RTS AI that does not slow the game down to unplayable points?

Started by
24 comments, last by Kylotan 1 year, 2 months ago

So I am programming a RTS with DirectX and I have managed to get all the troops, buildings, FX, and terrain on the screen and still never drop below 50 FPS. However, when I start running the AI code, the game drops to 20 FPS, and then eventually to 13 FPS.

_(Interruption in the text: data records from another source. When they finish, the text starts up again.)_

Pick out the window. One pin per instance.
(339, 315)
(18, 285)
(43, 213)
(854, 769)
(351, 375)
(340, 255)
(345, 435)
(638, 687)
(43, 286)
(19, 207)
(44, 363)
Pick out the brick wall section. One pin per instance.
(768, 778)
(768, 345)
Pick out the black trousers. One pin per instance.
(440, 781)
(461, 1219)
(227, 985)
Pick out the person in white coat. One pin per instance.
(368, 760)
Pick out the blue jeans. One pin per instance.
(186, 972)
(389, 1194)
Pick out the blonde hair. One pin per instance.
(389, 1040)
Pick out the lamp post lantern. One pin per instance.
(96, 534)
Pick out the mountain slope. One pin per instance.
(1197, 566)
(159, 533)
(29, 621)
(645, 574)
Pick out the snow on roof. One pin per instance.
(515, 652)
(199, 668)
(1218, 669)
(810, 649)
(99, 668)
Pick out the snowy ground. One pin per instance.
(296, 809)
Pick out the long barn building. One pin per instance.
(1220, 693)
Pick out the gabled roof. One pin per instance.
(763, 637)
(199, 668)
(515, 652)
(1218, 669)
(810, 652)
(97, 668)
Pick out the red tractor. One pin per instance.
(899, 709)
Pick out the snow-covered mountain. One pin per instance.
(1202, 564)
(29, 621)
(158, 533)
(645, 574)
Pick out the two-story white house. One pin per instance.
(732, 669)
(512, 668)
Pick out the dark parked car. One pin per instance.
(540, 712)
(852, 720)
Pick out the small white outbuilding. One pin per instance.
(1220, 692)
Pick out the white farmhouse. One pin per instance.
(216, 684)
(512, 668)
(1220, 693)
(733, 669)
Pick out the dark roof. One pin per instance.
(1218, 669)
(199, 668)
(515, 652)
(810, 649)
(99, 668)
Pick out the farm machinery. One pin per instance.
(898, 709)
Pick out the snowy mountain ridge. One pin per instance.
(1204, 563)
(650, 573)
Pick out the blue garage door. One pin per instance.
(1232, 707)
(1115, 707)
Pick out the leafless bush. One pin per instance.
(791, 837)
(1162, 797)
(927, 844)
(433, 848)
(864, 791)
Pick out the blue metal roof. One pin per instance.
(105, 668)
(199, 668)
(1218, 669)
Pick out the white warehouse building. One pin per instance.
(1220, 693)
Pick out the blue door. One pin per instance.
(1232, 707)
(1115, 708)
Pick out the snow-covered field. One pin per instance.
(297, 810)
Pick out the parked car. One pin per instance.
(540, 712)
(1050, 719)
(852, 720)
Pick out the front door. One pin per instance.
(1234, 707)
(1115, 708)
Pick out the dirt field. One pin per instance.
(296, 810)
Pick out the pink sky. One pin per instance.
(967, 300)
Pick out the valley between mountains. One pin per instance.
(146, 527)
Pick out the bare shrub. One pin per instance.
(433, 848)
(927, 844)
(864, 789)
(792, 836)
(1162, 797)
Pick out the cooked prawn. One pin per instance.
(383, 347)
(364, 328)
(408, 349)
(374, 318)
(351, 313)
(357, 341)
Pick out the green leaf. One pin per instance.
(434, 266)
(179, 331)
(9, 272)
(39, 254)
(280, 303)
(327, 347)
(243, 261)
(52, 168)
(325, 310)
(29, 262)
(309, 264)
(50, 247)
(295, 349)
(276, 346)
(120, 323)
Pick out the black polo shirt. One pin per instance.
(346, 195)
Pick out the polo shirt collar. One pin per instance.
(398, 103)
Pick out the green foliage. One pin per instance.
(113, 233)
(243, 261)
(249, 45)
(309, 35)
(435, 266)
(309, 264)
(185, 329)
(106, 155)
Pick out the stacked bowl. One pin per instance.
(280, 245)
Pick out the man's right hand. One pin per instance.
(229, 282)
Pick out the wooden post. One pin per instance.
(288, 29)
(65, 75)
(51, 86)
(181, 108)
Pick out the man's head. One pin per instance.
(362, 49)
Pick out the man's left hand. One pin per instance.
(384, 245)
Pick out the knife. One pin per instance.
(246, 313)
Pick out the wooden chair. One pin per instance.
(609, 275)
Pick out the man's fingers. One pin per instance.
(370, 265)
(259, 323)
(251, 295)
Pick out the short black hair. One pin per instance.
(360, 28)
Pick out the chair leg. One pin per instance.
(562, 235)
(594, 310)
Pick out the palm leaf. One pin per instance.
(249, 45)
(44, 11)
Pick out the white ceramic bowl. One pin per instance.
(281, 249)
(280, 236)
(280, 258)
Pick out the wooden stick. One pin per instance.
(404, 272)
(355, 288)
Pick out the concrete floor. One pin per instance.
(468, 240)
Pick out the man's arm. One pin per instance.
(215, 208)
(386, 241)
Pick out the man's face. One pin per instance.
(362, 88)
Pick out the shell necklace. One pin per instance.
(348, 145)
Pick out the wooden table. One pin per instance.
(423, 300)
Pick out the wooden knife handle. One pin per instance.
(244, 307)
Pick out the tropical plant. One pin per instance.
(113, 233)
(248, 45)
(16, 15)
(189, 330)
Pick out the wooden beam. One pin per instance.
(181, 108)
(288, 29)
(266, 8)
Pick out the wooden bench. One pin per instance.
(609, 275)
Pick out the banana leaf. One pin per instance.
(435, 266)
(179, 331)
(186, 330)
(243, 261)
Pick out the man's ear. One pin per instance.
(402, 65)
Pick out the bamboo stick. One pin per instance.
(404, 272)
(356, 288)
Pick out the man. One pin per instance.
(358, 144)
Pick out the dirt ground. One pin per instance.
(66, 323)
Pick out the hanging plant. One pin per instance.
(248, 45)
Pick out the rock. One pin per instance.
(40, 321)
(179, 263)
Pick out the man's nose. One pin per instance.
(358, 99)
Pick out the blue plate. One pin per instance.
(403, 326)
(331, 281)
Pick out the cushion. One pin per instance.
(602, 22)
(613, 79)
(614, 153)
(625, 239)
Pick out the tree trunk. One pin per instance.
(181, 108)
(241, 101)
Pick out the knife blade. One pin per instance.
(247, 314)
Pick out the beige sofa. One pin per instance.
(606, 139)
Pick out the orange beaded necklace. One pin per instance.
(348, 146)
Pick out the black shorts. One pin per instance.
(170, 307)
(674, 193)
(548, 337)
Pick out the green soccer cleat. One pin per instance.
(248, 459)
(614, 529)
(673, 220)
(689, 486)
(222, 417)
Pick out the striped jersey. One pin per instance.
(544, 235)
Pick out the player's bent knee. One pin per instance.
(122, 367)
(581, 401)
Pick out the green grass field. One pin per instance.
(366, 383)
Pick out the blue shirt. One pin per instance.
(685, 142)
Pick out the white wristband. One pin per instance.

Upon checking the CPU Usage data I have determined that my A* path function is creating an issue:

std::vector<INTPOINT> TERRAIN::GetPath(INTPOINT start, INTPOINT goal)
{
	try
	{
		//Check that the two points are within the bounds of the map
		MAPTILE *startTile = GetTile(start);
		MAPTILE *goalTile = GetTile(goal);

		if (!Within(start) || !Within(goal) || start == goal || startTile == NULL || goalTile == NULL)
			return std::vector<INTPOINT>();

		//Check if a path exists
		if (!startTile->m_walkable || !goalTile->m_walkable || startTile->m_set != goalTile->m_set)
			return std::vector<INTPOINT>();

		//Init Search
		long numTiles = m_size.x * m_size.y;
		for (long l = 0; l < numTiles; l++)
		{
			m_pMapTiles[l].f = m_pMapTiles[l].g = FLT_MAX;		    //Clear F,G
			m_pMapTiles[l].open = m_pMapTiles[l].closed = false;	//Reset Open and Closed
		}

		std::vector<MAPTILE*> open;				//Create Our Open list
		startTile->g = 0;						//Init our starting point (SP)
		startTile->f = H(start, goal);
		startTile->open = true;
		open.push_back(startTile);				//Add SP to the Open list

		bool found = false;					 // Search as long as a path hasnt been found,
		while (!found && !open.empty())		 // or there is no more tiles to search
		{
			MAPTILE * best = open[0];        // Find the best tile (i.e. the lowest F value)
			int bestPlace = 0;
			for (int i = 1; i < (int)open.size(); i++)
				if (open[i]->f < best->f)
				{
					best = open[i];
					bestPlace = i;
				}

			if (best == NULL)break;			//No path found

			open[bestPlace]->open = false;

			// Take the best node out of the Open list
			open.erase(open.begin() + bestPlace);

			if (best->m_mappos == goal)		//If the goal has been found
			{
				std::vector<INTPOINT> p, p2;
				MAPTILE *point = best;

				while (point->m_mappos != start)	// Generate path
				{
					p.push_back(point->m_mappos);
					point = point->m_pParent;
				}

				for (int i = (int)p.size() - 1; i != 0; i--)	// Reverse path
					p2.push_back(p[i]);
				p2.push_back(goal);
				return p2;
			}
			else
			{
				for (int i = 0; i < 8; i++)					// otherwise, check the neighbors of the
					if (best->m_pNeighbors[i] != NULL)	// best tile
					{
						bool inList = false;		    // Generate new G and F value
						float newG = best->g + 1.0f;
						float d = H(best->m_mappos, best->m_pNeighbors[i]->m_mappos);
						float newF = newG + H(best->m_pNeighbors[i]->m_mappos, goal) + best->m_pNeighbors[i]->m_cost * 5.0f * d;

						if (best->m_pNeighbors[i]->open || best->m_pNeighbors[i]->closed)
						{
							if (newF < best->m_pNeighbors[i]->f)	    // If the new F value is lower
							{
								best->m_pNeighbors[i]->g = newG;	// update the values of this tile
								best->m_pNeighbors[i]->f = newF;
								best->m_pNeighbors[i]->m_pParent = best;
							}
							inList = true;
						}

						if (!inList)			// If the neighbor tile isn't in the Open or Closed list
						{
							best->m_pNeighbors[i]->f = newF;		//Set the values
							best->m_pNeighbors[i]->g = newG;
							best->m_pNeighbors[i]->m_pParent = best;
							best->m_pNeighbors[i]->open = true;
							open.push_back(best->m_pNeighbors[i]);	//Add it to the open list	
						}
					}

				best->closed = true;		//The best tile has now been searched, add it to the Closed list
			}
		}

		return std::vector<INTPOINT>();		//No path found, return an empty path

	}
	catch (...)
	{
		debug.Print("Error in TERRAIN::GetPath()");
		return std::vector<INTPOINT>();
	}
}

How were games like Empire Earth and Age of Empires able to make calculations like this one without the tax on the computer that I am suffering? Only around 5 units are making this calculation, while Age and Empire Earth are capable of doing hundreds at the time without a significant drop in frame rate.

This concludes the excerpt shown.